Vance Wood
Lord Mugo
This is going to be a much shorter response than I had intended, since the site timed me out while I was composing it and I lost it.
Will, you did nothing more than set up straw men to knock down. No one suggested that people buy stock beyond their means or talent. No one suggested that preworked bonsai stock was the only way to go.
I do not believe that prebonsai nursery stock is the only or even best way to practice bonsai, I just think it's better than regular nursery stock because it obviates the need to spend so much time fixing bad roots or overcoming a lack of movement or whatever. Remember that yamadori came first. My guess is that Americans first started using nursery material for only one reason: there was really nothing else available. Especially here in the midwest where we have no mountains for juniper or pine, or swamps for buttonwood or bald cypress, collecting is reduced to some bare probables and urban collecting, which I have done and enjoyed.
There are a great many ways to go about doing bonsai. We have a retired doctor in the local club who buys workshop trees, or has in the past, and basically refines them through the years. We have another doctor who used to collect some of the finest trees in the U.S. and not display them. Some of them have gone on to the Huntington collection and Golden State and perhaps other great collections. Some of us have gone to the mountains to collect, a 12 hour drive and a written permission slip from the National Forest Service which was pretty much ended when the wildfires in Colorado rained on our parade.

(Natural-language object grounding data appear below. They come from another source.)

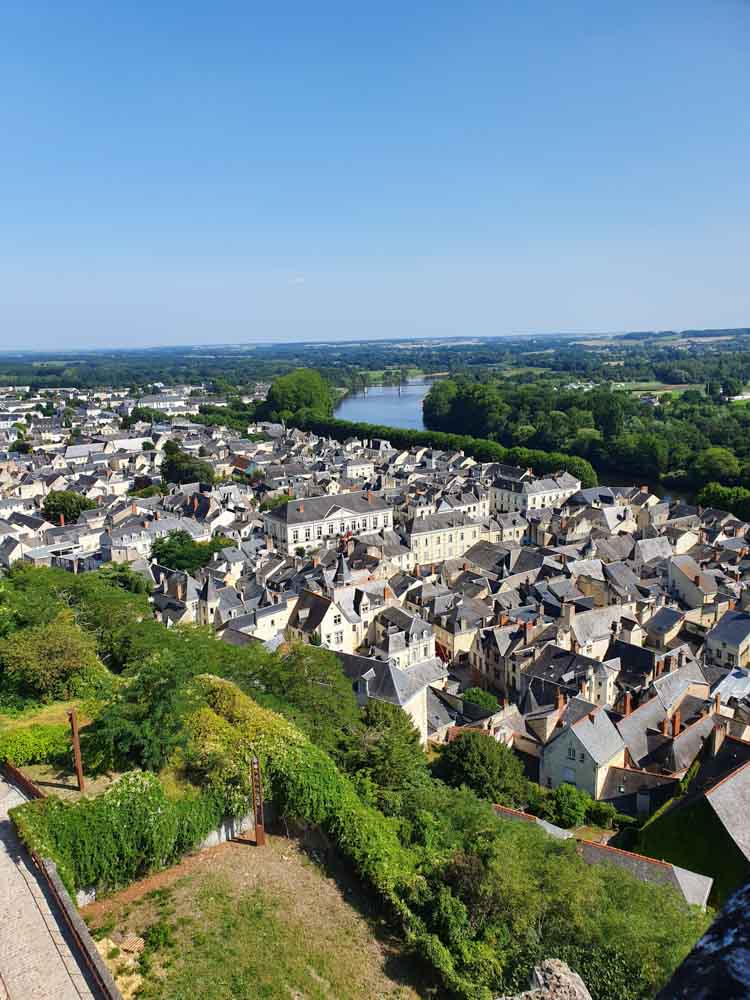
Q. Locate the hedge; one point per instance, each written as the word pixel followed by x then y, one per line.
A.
pixel 35 744
pixel 130 830
pixel 480 449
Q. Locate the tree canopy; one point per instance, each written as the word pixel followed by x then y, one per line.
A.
pixel 177 550
pixel 179 467
pixel 487 767
pixel 304 390
pixel 65 503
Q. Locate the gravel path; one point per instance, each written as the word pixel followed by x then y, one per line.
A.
pixel 36 962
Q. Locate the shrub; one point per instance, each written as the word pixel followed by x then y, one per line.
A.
pixel 601 814
pixel 129 830
pixel 55 660
pixel 35 744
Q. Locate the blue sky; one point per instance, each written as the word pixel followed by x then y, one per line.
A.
pixel 226 172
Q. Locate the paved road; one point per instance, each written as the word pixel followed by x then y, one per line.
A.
pixel 36 962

I read this thread at Art of Bonsai about six or seven times in response to your comment, Behr. Vance, this is perhaps the most thoughtful post I have ever read on any forum. You really made me think. I'm not much for wabi and sabi because no one has ever satisfactorily explained them to me, most just parrot what Herb Gustafson or someone wrote about them. But your explanation of "kami" made me think.
Then I read and reread the paragraph Behr paraphrased. You have opened my eyes just a little wider. Right now in my collection are prebonsai stock I am working on (with the last two years being a painful exception to the work part) and a few collected trees, as well as seedlings I have been growing myself. But to look at nursery stock as if it were yamadori...well I might just have to go nursery diving this spring. Don't know that I will pick anything up, but it could happen.
Vance, I know we have had our difficulties, fed by both of us. For my part, I am sorry I ever let myself get out of control in those disputations. But they have never been about what you have accomplished so far in your bonsai adventure. I disagree with certain old school attitudes you promulgate, and this is one of them. But no one has looked down on you because you haven't studied with a master. That is entirely your own construct. I won't try to psychoanalyze it. My difficulty with your position is not the use of nursery material, I have only made one simple point: that it's wrong to suggest that using cheap nursery stock is the best way to learn and practice bonsai. Doing so limits you in so many ways. Personally, I'd love to see what you could do with a really fine piece of yamadori. I think you would quickly eclipse anything you have produced so far. Just my opinion.
Thank you Chris for the kind words. I'm glad the article talked to you, it has been an ephinany for me to go in this direction. I too am sorry we have been at odds. Mostly because we are both stubborn in the things we believe, so we'll get over it eventually and bonsai will rule.